Birkhaw sits against the western flanks of the Howgills, with the Tebay valley spread out below it. The buildings are hundreds of years old and Sarah’s family have been farming here for one hundred and sixty years. There are around 200 Rough Fell ewes on the farm, and with commons rights, the flock goes out onto the Howgills to graze, coming down to the lower fields for lambing and shearing.
The Birkhaw flock is still marked in the traditional way with lug (ear) marks, as well as horn burns and a wool mark. They know their place on the unwalled fells, as they are hefted, which means they stay within certain areas of fell; each lamb learns from its mother. Sarah is one of twenty-eight active graziers on this vast expanse of land and when it’s time to gather the sheep in, neighbouring farmers often work together. The most recent gather ended in a downpour, and Sarah believes the summers are getting much wetter.

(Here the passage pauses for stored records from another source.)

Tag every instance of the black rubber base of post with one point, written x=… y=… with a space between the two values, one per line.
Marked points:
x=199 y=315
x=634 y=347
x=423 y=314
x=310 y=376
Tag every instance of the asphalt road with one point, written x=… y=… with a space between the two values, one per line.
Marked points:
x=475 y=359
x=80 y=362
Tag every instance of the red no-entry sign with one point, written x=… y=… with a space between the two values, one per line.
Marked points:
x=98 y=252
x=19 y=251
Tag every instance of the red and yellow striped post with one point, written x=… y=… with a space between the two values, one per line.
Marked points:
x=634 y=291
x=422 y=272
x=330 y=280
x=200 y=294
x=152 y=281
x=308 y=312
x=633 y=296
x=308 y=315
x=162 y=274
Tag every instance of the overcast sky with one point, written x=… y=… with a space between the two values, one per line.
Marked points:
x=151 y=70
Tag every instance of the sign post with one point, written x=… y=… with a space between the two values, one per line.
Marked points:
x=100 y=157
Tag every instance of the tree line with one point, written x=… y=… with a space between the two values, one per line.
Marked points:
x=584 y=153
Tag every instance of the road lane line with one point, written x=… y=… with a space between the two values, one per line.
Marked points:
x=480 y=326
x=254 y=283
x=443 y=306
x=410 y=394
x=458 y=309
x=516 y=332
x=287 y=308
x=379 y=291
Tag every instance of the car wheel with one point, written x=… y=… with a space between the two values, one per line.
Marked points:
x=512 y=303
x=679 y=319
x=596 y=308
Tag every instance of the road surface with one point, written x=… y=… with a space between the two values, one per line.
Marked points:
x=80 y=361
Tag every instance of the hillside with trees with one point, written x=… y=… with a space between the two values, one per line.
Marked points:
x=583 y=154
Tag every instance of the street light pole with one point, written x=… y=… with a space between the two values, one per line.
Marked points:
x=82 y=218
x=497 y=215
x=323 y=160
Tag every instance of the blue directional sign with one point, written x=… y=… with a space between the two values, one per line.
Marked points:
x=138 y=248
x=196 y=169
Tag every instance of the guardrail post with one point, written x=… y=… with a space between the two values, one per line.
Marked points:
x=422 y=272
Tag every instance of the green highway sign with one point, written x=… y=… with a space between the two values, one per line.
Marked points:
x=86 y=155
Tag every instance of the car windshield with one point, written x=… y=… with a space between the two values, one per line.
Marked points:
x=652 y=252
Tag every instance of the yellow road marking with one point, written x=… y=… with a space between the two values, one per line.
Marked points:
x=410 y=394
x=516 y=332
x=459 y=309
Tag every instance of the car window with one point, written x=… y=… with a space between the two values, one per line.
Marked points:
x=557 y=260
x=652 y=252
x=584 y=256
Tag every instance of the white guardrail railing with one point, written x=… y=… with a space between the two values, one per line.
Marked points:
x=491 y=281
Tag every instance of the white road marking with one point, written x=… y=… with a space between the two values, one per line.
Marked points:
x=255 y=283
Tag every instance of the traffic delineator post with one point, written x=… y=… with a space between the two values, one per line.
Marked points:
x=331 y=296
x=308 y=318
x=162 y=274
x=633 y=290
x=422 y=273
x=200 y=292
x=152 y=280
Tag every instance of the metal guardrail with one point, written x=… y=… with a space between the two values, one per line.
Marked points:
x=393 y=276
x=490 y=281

Milking stopped at Birkhaw about fifteen years ago, so now the fields are given over to sheep, and keeping the walls up is an important job, one of many daily jobs that Sarah loves.
Her enthusiasm for farming is infectious, and her two daughters are equally keen. With their recent successes at the shows (a champion rosette at the Moorcock show this year), and the attention to breeding that comes with that, it seems they may follow in her footsteps.